Stadiums are financial drains for taxpayers.
Shopping centres on free public land are financial bonanzas for developers.
City spends $130 million or more for new stadium, parking and some greening.
City borrows $117 million and repays $285 million over 40 years ($7.1 m annually).
No federal or provincial money for stadium or project – highly unusual.
No developers’ money in the stadium.
No mass transit. Grossly insufficient parking.
City gives away 10 acres of prime public land for $1 year for 30 years to OSEG for:
shopping mall; Cineplex; office block; 200 condos; hotel; art gallery? Value of land deemed $20 million but probably worth far more, e.g., $40 m.
Shopping mall on free land provides highly unfair competition to local businesses.
OSEG, the developers, are seeking 30 year exclusive management control over the entire park in addition to construction oversight. OSEG will earn considerable management fees in addition to other revenues. OSEG owns the football and hockey franchises and will lease city facilities at low rental rates.
The proposed financial partnership and “waterfall” is complex and opaque. Financial data to date are inadequate, lacking or nonexistent.
The developers proposed to withdraw their equity of $20 million far ahead of the city
Taxpayers assume most of the risk as taxpayers will provide a costly, luxury stadium to the developers’ sports teams in addition to free land and all municipal services.
CFL football has failed twice in Ottawa in recent years. This greatly increases taxpayers’ financial risk in this deal.
Council did not consider seriously less costly options: e.g. stadium and arena could be fixed up for just $40 million over 10 years which would extend the facility for 30 years.
The deal has been presented as if 75% of the new taxes on the commercial complex will repay most of the city’s debt. This is a gross distortion. Property taxes pay for municipal services like fire, police, paramedics, etc. If 75% of taxes are diverted, taxpayers’ city-wide will end up paying for the municipal services to the new development.
The Memorandum of Understanding with the City does not provide any guarantee that the football and hockey franchises remain in Ottawa.
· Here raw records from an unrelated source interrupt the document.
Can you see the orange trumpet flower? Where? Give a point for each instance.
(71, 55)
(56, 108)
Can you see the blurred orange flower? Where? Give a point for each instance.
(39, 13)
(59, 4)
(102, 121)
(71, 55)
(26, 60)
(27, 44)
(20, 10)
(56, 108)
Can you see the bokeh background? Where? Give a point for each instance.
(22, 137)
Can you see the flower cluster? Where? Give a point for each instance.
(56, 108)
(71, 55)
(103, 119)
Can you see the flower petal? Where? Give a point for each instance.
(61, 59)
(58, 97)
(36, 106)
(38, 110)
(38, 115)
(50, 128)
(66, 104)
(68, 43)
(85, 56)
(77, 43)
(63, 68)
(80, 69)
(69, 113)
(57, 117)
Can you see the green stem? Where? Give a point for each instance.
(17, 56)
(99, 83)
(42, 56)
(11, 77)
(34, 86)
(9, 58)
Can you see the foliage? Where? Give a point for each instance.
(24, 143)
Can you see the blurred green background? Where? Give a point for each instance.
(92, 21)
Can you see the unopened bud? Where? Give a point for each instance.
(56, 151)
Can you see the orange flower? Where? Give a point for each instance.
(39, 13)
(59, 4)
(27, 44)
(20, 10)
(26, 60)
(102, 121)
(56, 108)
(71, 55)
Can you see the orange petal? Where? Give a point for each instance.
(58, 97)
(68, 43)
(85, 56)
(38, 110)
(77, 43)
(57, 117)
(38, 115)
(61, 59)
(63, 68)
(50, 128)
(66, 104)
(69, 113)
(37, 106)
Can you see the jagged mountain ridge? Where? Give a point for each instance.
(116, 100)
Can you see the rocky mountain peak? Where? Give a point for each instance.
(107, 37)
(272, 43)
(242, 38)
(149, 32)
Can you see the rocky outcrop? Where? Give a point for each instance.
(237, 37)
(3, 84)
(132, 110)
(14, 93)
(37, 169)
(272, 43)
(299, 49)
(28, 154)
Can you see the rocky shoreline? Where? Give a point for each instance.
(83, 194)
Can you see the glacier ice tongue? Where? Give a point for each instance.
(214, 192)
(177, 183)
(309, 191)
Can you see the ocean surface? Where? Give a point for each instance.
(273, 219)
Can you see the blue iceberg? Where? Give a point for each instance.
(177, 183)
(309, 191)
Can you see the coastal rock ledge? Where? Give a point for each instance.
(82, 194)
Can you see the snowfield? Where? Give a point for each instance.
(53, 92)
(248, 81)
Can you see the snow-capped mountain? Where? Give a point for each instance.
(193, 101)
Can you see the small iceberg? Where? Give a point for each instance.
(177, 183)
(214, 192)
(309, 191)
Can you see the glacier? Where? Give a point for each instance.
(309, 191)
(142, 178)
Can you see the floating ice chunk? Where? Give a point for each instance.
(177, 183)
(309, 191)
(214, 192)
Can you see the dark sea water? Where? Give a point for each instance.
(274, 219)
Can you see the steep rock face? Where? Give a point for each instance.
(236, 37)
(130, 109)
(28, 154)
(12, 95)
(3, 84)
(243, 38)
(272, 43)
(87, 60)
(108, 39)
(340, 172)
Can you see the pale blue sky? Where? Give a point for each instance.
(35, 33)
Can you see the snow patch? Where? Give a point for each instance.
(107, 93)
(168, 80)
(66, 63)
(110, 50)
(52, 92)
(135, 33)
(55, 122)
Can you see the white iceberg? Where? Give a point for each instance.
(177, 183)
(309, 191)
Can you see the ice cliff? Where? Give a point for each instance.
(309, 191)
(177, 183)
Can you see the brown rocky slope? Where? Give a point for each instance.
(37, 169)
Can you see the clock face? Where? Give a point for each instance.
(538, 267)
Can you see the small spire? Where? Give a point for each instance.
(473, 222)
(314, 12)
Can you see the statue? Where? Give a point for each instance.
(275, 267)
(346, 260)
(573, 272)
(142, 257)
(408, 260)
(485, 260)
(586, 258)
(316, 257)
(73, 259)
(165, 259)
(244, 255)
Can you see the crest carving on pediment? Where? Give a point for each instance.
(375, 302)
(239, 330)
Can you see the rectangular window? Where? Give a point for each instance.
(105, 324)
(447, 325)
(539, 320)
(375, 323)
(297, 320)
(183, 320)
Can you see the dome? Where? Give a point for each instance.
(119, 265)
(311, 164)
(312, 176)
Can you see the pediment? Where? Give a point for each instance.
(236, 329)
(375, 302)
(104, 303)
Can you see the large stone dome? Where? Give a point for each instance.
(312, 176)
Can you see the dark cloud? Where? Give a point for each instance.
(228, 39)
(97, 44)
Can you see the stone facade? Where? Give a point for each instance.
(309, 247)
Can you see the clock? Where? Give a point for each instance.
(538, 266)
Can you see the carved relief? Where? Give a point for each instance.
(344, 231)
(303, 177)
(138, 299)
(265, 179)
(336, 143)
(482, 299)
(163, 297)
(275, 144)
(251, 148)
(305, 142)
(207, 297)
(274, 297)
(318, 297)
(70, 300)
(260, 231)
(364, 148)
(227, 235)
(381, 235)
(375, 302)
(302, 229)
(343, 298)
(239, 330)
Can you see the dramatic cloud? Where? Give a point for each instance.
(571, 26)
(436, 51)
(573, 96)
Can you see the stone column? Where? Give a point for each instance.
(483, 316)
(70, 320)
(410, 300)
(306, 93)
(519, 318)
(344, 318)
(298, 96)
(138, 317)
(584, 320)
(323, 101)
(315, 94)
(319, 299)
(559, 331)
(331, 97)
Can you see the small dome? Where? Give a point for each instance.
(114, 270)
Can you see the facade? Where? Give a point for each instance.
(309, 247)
There has been no competitive bidding for the overall proposal which has been sole-sourced. Taxpayers generally pay more when there are no competitive bids.
The city’s debt will increase dramatically in the next few years. It will borrow money for: new buses ($155 million); sewage treatment ($240 m); light rail (a $2.1 billion investment); new trade and exhibition centre (? m); new location for the Ottawa SuperEx (? m).
Overall, the city has negotiated a very poor deal on behalf of taxpayers.